About Sarah Hilton

Sarah Hilton is an illustrative designer and artist based in Charleston, South Carolina. Her work

exists at the intersection of design and illustration, blending narrative, craftsmanship, and visual

problem-solving to create engaging and memorable experiences. Throughout her career, she

has collaborated with clients across South Carolina and nationally, including Chick-fil-A, Hootie

& the Blowfish, Local Boy Outfitters, and the South Carolina House Legislative Oversight

Committee.

Hilton's work has been recognized with 14 American Advertising Federation Awards, including

both Gold and Silver National ADDY Awards. She currently holds the record for the most

student ADDY Awards earned at the local and national levels through the University of South

Carolina and has twice been longlisted for the Communication Arts Illustration Awards.

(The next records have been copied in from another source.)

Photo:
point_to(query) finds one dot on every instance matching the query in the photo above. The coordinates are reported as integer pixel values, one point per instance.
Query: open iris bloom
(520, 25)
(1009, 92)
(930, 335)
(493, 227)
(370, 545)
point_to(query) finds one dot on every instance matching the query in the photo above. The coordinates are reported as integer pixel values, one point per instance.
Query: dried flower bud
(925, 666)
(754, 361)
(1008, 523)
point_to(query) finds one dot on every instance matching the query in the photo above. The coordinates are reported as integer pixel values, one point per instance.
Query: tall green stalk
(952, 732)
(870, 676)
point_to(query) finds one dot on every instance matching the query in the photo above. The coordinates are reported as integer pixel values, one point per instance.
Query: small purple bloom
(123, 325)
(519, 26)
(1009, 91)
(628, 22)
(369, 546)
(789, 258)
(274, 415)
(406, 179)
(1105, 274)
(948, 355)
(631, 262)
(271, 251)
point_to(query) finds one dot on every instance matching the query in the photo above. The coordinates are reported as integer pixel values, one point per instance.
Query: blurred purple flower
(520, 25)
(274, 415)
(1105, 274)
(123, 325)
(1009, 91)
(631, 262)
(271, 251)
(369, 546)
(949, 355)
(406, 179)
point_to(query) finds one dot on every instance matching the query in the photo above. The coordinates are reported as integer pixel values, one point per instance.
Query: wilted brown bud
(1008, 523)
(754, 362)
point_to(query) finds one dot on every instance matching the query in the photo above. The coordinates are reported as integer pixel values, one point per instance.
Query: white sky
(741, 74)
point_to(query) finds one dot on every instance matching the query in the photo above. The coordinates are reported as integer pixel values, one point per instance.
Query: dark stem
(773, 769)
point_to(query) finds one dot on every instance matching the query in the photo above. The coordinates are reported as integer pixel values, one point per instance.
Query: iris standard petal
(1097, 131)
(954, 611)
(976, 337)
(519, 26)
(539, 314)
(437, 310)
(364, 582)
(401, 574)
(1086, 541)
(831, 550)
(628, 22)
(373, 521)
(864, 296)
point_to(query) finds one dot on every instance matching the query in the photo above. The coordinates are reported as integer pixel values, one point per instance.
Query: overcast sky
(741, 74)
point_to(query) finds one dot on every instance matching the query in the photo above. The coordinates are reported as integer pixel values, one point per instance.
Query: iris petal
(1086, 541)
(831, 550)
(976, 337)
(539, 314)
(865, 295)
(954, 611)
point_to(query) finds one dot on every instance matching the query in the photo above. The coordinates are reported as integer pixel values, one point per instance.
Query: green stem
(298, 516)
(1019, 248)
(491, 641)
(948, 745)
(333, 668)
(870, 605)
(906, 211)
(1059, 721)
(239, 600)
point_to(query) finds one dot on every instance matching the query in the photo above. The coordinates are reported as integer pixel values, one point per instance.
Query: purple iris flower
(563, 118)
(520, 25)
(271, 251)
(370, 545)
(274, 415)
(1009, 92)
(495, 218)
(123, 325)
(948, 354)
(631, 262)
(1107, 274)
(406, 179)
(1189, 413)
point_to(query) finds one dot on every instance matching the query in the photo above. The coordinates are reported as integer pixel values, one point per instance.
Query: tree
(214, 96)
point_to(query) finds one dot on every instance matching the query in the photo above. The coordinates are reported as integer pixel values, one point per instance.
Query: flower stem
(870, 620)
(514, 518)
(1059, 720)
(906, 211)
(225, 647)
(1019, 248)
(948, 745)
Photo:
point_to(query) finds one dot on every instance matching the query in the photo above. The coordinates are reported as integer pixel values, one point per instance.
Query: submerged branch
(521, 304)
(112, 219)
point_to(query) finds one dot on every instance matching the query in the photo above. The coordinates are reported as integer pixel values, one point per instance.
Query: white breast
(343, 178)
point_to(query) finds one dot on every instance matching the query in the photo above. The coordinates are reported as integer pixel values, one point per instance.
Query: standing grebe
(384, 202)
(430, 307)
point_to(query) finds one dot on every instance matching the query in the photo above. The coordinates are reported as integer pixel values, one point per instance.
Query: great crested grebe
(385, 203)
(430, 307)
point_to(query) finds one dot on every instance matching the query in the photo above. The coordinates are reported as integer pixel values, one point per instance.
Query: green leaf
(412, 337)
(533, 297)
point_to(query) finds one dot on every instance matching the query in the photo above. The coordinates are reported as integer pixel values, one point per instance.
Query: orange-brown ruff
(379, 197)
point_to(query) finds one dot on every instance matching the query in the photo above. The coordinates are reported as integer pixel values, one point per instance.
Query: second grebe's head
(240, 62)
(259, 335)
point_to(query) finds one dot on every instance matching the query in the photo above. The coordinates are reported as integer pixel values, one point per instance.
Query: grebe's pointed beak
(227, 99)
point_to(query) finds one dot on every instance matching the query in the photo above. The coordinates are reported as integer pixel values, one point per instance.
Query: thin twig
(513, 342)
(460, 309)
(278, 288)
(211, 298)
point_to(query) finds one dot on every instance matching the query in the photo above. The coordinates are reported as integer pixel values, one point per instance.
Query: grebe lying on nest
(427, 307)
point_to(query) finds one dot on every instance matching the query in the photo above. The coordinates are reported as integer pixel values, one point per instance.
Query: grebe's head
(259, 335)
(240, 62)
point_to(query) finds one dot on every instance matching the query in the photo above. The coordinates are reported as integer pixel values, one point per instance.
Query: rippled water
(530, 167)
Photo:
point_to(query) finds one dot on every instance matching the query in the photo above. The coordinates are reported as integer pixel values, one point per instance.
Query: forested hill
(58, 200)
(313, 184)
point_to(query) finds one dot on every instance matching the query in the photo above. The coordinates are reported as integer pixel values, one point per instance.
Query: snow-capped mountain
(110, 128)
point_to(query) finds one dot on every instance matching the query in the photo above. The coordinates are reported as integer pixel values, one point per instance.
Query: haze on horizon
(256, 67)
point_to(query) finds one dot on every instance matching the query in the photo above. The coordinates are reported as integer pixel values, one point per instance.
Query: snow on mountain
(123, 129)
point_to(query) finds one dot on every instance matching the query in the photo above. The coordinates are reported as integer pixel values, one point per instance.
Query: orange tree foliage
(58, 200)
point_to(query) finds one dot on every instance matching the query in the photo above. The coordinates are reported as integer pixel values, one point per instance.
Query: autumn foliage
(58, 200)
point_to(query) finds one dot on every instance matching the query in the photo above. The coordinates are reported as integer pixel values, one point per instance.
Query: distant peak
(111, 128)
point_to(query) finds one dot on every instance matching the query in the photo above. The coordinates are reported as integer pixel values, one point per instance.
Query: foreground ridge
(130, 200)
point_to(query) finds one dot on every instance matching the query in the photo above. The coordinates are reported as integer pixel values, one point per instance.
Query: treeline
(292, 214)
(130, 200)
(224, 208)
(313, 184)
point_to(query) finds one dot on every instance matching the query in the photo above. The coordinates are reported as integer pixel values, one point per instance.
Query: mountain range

In 2024, Hilton was selected as a resident artist at Stormwater Studios, where she spent a year

developing her practice alongside fellow artists. The residency culminated in a collaborative

exhibition and provided an opportunity to deepen her exploration of painting and fine art.

While her professional career has centered on illustration and design, painting remains at the

heart of her creative practice. It was her first artistic love and continues to serve as a reminder of

the value of making something tangible by hand. Through her fine art work, Hilton explores

color, texture, and storytelling, embracing the physical process of creating objects that invite

viewers to slow down, look closely, and find beauty in the everyday.


Impressions Show Statement

The mundane has always inspired me. I am drawn to the beauty of shifting light, the stillness in

a quiet moment, and the subtle ways color changes as light moves from warm to cool. In

Impressions, I wanted to explore the phenomenon of light and shadows and the marks they

leave on the spaces we inhabit.

This collection began as a study of shadows and the forms they cast onto everyday objects. As I

painted, I found myself asking larger questions: What impressions do we leave on our

surroundings? What continues to affect us long after its source is gone? Can light itself leave an

impression?

Each painting captures a still of my daily life—a countertop, a meal, a wall, a window. Through

shadows, reflections, and dispersed light, the works invite viewers to imagine what exists

outside the frame and to consider how absence can be made visible. They give form and depth

to a space, suggesting the objects, architecture, and activity beyond the edge of the panel.

Through these traces, viewers are invited to imagine the broader environment and the unseen

relationships between the objects depicted.

Throughout this series, I became fascinated by the complexity of light itself. What first appeared

simple revealed layers of texture, subtle gradients, and hazy shifts in value. Light bends, breaks,

softens, and transforms the surfaces it touches, creating moments that feel both familiar and

surreal. I was inspired by strong color choices, subtle gradients, and capturing the quality of light

dancing across a surface. Working impressionistically in acrylic, I sought to capture not only

what I observed, but also the sensation of observation itself.

Impressions is an invitation to look closely at the ordinary and to consider the traces left behind

by light, by objects, and by ourselves.